Saravanan stated that they are developing modular platforms that can accommodate hybrid powertrains in addition to other fuel options like diesel and CNG. The hybrids provide an intermediate solution to transitioning to electric while using existing fuel infrastructure like diesel or CNG. 

“I do see hybrids in commercial vehicles. We are exploring it in small commercial vehicles; that seems to make sense,” said Saravanan before adding that it should be seen from the perspective of decarbonisation and fuel economy. “The idea is to see if we can bring the cost structure low enough,” he continued.

Saravanan sees both diesel and gasoline hybrid options as possibilities for small commercial vehicles, depending on the application and market segment. “Diesel hybrids we have to see,  or maybe, say, there is an option for gasoline hybrids in pickups or smaller trucks,” he continued.  

Ashok Leyland’s Executive Chairman, Dheeraj Hinduja, previously announced a new multipurpose platform for small trucks within the next two years. Elaborating this further, Sarvanan noted that this platform will be adaptable for various fuel types, including gasoline, CNG, hybrids, and electric vehicles, among others. 

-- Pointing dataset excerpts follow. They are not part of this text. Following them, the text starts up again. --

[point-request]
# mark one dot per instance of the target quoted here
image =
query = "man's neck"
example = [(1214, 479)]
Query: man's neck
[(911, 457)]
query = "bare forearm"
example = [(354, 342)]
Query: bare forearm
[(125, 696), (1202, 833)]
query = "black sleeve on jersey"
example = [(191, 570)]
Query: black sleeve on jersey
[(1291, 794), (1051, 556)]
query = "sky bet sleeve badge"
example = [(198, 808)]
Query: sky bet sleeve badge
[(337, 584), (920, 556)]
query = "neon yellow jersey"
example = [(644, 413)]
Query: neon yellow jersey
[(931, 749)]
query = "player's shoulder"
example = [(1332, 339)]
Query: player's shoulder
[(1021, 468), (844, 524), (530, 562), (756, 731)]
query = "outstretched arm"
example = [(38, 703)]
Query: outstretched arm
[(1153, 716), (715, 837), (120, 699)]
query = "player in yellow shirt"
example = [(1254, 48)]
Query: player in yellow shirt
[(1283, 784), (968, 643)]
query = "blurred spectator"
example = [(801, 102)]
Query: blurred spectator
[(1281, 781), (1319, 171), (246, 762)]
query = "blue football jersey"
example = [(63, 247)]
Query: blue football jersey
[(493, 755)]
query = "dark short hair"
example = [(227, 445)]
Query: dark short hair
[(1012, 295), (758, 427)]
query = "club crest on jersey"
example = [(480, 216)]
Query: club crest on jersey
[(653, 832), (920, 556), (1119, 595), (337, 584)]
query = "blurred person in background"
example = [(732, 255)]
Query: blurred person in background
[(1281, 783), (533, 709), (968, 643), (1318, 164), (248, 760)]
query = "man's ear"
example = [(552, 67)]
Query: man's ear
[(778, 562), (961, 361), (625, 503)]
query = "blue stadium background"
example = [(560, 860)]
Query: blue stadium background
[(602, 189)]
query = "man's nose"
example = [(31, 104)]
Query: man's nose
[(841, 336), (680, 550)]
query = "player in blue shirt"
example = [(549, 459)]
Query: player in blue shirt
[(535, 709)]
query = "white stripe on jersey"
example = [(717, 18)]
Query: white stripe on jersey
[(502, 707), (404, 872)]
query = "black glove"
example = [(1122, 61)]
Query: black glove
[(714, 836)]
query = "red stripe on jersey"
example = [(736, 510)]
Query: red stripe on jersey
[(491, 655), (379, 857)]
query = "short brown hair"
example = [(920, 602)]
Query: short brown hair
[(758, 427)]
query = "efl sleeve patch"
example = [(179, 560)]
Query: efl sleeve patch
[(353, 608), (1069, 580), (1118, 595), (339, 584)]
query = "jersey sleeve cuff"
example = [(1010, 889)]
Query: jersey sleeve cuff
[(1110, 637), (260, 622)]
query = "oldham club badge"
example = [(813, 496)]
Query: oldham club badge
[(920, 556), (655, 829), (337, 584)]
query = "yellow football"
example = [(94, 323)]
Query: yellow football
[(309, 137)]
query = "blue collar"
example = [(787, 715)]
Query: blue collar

The development should also be seen in the context of an IIT-Kanpur study on the life cycle analysis (LCA) and total cost of ownership (TCO) of a hybrid vehicle vis-à-vis an EV and its ICE counterpart, the GHG emissions for hybrids were found to be lower than those of EVs and ICE vehicles in India. The study — supported by the New Energy and Industrial Technology Development Organisation (NEDO) — also found that the emissions over the vehicle life cycle (presumed at 200,000 km) of a hybrid were 27.5% lower than those of an EV and 28.1% lower than those of an ICE vehicle, from a cradle-to-grave perspective.

GHG emissions during the manufacturing of the vehicle were found to be the highest for an EV — 41.17% higher than those emitted during the making of a hybrid — whereas those of a hybrid were 14.7% lower than their pure ICE counterpart. While the emissions for ICE vehicles were found to be lower than EVs in this context, they lessened for EVs after a certain distance travelled.

Amidst hectic lobbying by some of the Japanese OEMs, the Indian government, which earlier remained adamant about the adoption of pure EVs, now seems to be softening its stand. The Minister of Road Transport and Highways, Nitin Gadkari,  has urged the finance minister to reduce the goods and service tax on hybrid vehicles to 12 percent, as per media reports. Recently there have been reports that the government is considering a lower tax structure on hybrid vehicles powered by a petrol engine and an electric motor.

India currently levies a goods and service tax (GST) of 28 percent on vehicles powered by internal combustion engines, including hybrids, and 5 percent on electric vehicles. However, with the inclusion of cess, the tax on hybrid vehicles is over 43 percent, depending on the model.

Gadkari said that at present there is a 5 percent GST on electric vehicles and a 48 percent GST on hybrids. That number seems very unfair, as hybrids, although not as clean as EVs, are far better for the environment than purely internal combustion-based vehicles. The Union Minister has said that this number should be reduced to just 12 percent soon as he intends to promote the sale of hybrid and electric vehicles, the report said.